Banh mi-style veggie burgers
7
Points®
Total time: 30 min • Prep: 10 min • Cook: 5 min • Serves: 4 • Difficulty: Easy
Banh mi literally translates to "bread" in Vietnamese, but it also refers to a sandwich filled with meat, herbs, and delicious pickled vegetables. This version utilizes traditional banh mi ingredients, but they're piled on top of soy burger patties instead. After marinating the carrots, radishes, and rice vinegar for a few minutes, they're incorporated with Boston lettuce leaves, kirby cucumbers, cilantro, and a punchy mayonnaise-Sriracha sauce for one of the most satisfying veggie burgers we've ever had. You can add a sliced hard-cooked egg to each sandwich if you want to up the protein punch. And feel free to use parsley or chives instead if you're not a fan of cilantro.


Ingredients
Shredded carrots
¾ cup(s)
Radishes
4 medium
Unseasoned rice vinegar
¼ cup(s)
Frozen soy burger
4 serving(s)
Reduced calorie mayonnaise
4 tbsp(s)
Lime zest
½ tsp(s)
Sriracha hot sauce
½ tsp(s)
Thin sandwich bread (roll)
4 item(s)
Boston lettuce
4 leaf/leaves
Kirby cucumber
1 average
Cilantro
½ cup(s)
Instructions
1
Combine carrot, radishes, and vinegar in small bowl; marinate for 15 minutes.
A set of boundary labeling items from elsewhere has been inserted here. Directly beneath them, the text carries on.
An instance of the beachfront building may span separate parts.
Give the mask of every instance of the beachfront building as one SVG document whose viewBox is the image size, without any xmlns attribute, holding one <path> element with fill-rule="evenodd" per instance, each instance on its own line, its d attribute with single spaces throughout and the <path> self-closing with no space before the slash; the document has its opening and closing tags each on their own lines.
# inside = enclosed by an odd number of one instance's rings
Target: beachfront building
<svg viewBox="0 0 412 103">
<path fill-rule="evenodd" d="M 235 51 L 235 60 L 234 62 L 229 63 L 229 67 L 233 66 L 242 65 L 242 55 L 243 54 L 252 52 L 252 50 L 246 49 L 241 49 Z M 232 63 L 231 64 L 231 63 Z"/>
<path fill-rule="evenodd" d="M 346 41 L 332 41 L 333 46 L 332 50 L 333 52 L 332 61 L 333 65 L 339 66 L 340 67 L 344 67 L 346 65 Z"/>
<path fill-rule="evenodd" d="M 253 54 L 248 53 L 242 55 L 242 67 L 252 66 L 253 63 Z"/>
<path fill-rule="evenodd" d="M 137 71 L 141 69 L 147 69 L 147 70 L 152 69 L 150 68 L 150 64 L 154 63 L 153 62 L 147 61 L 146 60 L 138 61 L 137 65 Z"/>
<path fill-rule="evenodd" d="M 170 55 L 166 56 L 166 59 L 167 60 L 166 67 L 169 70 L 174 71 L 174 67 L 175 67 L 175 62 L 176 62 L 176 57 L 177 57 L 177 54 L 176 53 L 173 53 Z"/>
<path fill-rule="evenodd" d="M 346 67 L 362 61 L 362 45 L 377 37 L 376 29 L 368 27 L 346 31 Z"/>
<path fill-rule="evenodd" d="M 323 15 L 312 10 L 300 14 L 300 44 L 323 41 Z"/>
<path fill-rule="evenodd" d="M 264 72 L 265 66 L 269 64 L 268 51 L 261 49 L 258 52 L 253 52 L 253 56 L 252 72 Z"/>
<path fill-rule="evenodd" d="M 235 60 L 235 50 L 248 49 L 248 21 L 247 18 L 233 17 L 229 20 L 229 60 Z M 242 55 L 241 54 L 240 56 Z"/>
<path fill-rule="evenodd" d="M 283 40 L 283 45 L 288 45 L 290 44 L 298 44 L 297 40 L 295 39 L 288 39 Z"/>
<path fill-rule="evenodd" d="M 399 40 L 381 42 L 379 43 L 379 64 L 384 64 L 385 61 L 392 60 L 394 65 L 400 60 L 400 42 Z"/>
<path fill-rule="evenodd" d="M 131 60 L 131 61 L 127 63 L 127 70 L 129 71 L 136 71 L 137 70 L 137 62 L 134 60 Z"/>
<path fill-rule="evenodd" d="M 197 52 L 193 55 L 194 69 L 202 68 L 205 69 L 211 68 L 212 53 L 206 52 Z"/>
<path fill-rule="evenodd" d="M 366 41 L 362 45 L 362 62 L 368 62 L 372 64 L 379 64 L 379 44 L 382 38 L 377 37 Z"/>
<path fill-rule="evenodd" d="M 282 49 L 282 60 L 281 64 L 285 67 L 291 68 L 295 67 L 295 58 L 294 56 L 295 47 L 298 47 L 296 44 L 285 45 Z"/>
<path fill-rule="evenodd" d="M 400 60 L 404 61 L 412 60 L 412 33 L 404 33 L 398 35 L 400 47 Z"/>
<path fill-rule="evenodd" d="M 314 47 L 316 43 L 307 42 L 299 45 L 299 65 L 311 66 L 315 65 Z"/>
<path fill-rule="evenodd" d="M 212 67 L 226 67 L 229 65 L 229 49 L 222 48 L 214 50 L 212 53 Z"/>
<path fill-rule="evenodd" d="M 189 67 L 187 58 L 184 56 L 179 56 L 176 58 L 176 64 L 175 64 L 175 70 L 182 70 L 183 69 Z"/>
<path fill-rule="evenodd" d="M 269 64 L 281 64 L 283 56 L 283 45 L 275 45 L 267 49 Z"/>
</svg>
Drain well.
2
Meanwhile, cook burgers according to package directions. Mix mayonnaise, lime zest, and Sriracha in small bowl. Spread mayonnaise mixture on cut sides of sandwich thins. Top bottoms of thins with lettuce leaves, cucumbers slices, burgers, carrot mixture, and cilantro. Cover with sandwich tops.